We have a customer who bought Alienware desktops with i7-8700K processors and reported that our (console) application is randomly crashing on them - the console window disappears. Alienware provides a tool called Support Assist to check system event and our application's crashes are shown there with some details, e.g. fault bucket number and type, WER (Windows Error Reporting) data.
My main question is whether there are any compiler or linker settings in IVF that might cause application crashes on computers with certain CPUs.

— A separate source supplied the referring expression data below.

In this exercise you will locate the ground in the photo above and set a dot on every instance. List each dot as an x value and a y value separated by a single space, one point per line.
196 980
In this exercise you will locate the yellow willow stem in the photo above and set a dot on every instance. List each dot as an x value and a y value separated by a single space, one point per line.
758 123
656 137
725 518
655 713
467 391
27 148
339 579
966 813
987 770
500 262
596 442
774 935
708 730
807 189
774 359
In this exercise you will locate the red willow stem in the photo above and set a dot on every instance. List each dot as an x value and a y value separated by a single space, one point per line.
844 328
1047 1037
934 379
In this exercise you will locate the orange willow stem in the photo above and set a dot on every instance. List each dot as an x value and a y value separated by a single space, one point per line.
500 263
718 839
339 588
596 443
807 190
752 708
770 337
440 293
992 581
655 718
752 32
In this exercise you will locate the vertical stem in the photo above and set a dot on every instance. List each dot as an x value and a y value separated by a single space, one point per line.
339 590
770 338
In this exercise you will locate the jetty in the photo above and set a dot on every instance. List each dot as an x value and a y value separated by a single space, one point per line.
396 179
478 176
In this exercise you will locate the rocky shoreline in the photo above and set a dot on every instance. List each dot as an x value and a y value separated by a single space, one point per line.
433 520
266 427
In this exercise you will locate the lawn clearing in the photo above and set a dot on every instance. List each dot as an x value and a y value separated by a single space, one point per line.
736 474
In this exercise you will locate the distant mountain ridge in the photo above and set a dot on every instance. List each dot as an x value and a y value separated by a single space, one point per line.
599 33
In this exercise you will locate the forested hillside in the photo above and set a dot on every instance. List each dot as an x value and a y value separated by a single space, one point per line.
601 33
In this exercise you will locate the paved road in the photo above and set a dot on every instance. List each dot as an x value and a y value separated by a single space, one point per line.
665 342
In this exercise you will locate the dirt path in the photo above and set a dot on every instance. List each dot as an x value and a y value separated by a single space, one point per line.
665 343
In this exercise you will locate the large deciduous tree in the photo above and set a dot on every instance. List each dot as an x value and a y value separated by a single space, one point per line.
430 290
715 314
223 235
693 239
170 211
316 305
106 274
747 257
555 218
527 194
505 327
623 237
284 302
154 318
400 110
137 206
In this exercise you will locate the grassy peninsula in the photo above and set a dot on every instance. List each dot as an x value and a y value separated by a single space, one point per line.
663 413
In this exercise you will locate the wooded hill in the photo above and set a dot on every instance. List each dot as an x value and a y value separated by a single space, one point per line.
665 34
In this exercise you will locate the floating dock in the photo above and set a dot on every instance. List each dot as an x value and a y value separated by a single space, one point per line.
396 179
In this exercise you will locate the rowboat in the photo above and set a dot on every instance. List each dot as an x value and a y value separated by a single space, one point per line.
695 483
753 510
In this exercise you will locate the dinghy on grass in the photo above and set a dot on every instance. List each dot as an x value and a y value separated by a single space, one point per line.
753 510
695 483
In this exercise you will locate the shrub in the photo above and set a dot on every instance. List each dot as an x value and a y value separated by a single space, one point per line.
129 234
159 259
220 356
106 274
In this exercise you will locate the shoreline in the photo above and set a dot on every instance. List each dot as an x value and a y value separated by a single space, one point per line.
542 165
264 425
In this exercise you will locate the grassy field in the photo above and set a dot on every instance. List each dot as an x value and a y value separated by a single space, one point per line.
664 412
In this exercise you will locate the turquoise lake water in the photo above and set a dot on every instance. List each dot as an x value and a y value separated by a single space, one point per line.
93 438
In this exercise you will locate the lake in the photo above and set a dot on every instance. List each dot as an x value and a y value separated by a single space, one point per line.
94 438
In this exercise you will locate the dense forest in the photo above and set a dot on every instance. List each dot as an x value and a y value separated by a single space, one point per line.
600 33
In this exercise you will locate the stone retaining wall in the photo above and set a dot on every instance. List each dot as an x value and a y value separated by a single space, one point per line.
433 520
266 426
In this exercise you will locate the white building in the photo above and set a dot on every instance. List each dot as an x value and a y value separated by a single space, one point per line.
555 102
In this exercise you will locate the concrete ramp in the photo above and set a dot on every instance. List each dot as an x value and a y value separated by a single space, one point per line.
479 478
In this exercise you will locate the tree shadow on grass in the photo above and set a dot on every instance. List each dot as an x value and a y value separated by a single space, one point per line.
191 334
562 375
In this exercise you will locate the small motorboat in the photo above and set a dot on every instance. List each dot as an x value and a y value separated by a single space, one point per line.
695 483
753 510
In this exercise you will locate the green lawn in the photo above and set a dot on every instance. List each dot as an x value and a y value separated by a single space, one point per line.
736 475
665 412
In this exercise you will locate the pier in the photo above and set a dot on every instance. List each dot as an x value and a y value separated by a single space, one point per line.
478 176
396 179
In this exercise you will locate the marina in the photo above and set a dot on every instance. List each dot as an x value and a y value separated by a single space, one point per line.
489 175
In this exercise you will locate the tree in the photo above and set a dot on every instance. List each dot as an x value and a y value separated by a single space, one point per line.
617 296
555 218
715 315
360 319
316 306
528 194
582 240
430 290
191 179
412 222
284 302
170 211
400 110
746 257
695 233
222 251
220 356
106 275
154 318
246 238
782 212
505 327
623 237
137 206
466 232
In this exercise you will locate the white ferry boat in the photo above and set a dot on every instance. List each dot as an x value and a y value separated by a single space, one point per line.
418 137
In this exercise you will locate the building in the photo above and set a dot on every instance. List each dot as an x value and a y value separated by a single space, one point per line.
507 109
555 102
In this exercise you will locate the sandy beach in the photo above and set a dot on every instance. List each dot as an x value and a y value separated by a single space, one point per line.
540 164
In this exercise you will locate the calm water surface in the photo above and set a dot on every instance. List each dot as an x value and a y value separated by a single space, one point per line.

We are using IPS XE 2016, Update 4, and IPS XE 2017, Update 2, on Windows 7 Professional 64-bit, with following compiler and linker options for our application:
/nologo /MP /O2 /fpp /I"%MKLROOT%" /I"\include" /fixed /extend_source:132 /Qopenmp /fpscomp:general /warn:declarations /warn:unused /warn:truncated_source /warn:noalignments /warn:interfaces /assume:byterecl /module:"x64\\" /object:"x64\\" /Fd"x64\vc140.pdb" /libs:static /threads /Qmkl:parallel /c /Qm64
/OUT:"x64\MyApp.exe" /INCREMENTAL:NO /NOLOGO /DELAYLOAD:"MyAppDll.dll" /MANIFEST /MANIFESTFILE:"x64\MyApp.exe.intermediate.manifest" /MANIFESTUAC:"level='asInvoker' uiAccess='false'" /SUBSYSTEM:CONSOLE /STACK:100000000 /IMPLIB:"D:\Tests\x64\MyApp.lib" delayimp.lib ..\DLL\x64\MyAppDll.lib mkl_intel_lp64_dll.lib mkl_intel_thread_dll.lib mkl_core_dll.lib libiomp5md.lib
I know that crashes can be caused by a bug in the application, so my other question is whether it makes sense to create a "special" version of our application by adding /traceback to the compiler options. Would this show the location in the source code at the time of the crash?
I am doubtful that the CPU type is the trigger. The event log should have some more information on the error that occurred and the "faulting module", though the latter may not tell you much. If the program is run from a separately-started console window, you'll get to see any error messages - if the application is just run directly you'll miss those when the console window goes away.
My guess is that there's some other aspect of the laptops that is contributing, but getting the event log info is a start.
That CPU has 6 cores and 12 threads. Do the working CPUs have fewer (.lt. 12) logical CPU? If this is the case, you may have a problem of lack of resources. You may be able to provide a work around by setting the environment variables to reduce the number of threads for use by MKL
The above would specify 6 threads, one per core.
Thank you for your kind responses. I agree with Steve that it is not likely that CPU would cause this behavior. Also, we have never had any problem with lack of resources. Our application can use MKL, but the crashing configuration does not use MKL, so MKL is not the cause of the problem. Neither is parallelization; the application is crashing even when it is set to use just one CPU core.
We created a special version of the Release configuration, with traceback enabled. We sent this to the customer and asked them to run it from a command line window. The error message was
forrtl: The requested operation cannot be performed on a file with a user-mapped section open.
forrtl: severe (38): error during write, unit 12, file filename.txt
I found out that I was dealing with the same problem 10 years ago in this forum: https://software.intel.com/en-us/forums/intel-visual-fortran-compiler-for-windows/topic/300605
At that time, I found out that Comodo Firewall's component Defense+ was causing the very same problem. Disabling this feature made everything work well again. One reply in the topic mentioned above was that the same problem occurred on a computer with TrendMicro security software. And, guess what, our customer is using TrendMicro. We asked to exclude the folder with calculation results from the list of folder scanned by TrendMicro's Deep Security feature to see whether this will help.
What is still puzzling me is that all of our customer's computers have TrendMicro installed, but only the ones with a certain processor (i7-8700K) are causing problems. Could this be related to the way how files are saved to disk?
I think this may be a case of timing. This is to say you were lucky in the working situations.
The error only occurs with concurrent access to the file in question.
CPU/system x ThrendMicro then Your program
CPU/system y Your program then TrendMicro
CPU i7-8700K/system Your program simultaneous with TrendMicro
Timing would also be affected by disk/ssd, RAM, file cacheing, etc..., and not just CPU model.
The message: a file with a user-mapped section open
seems to indicate filename.txt is opened by one application (TrendMicro) as a memory mapped file. The corrective measure is to have your output folder(s) and/or output file types marked as exclusions.
FWIW on my Windows development systems, I must make my Solution and Project folders (and sub-folders) excluded in order to prevent some weird MS Visual Studio errors.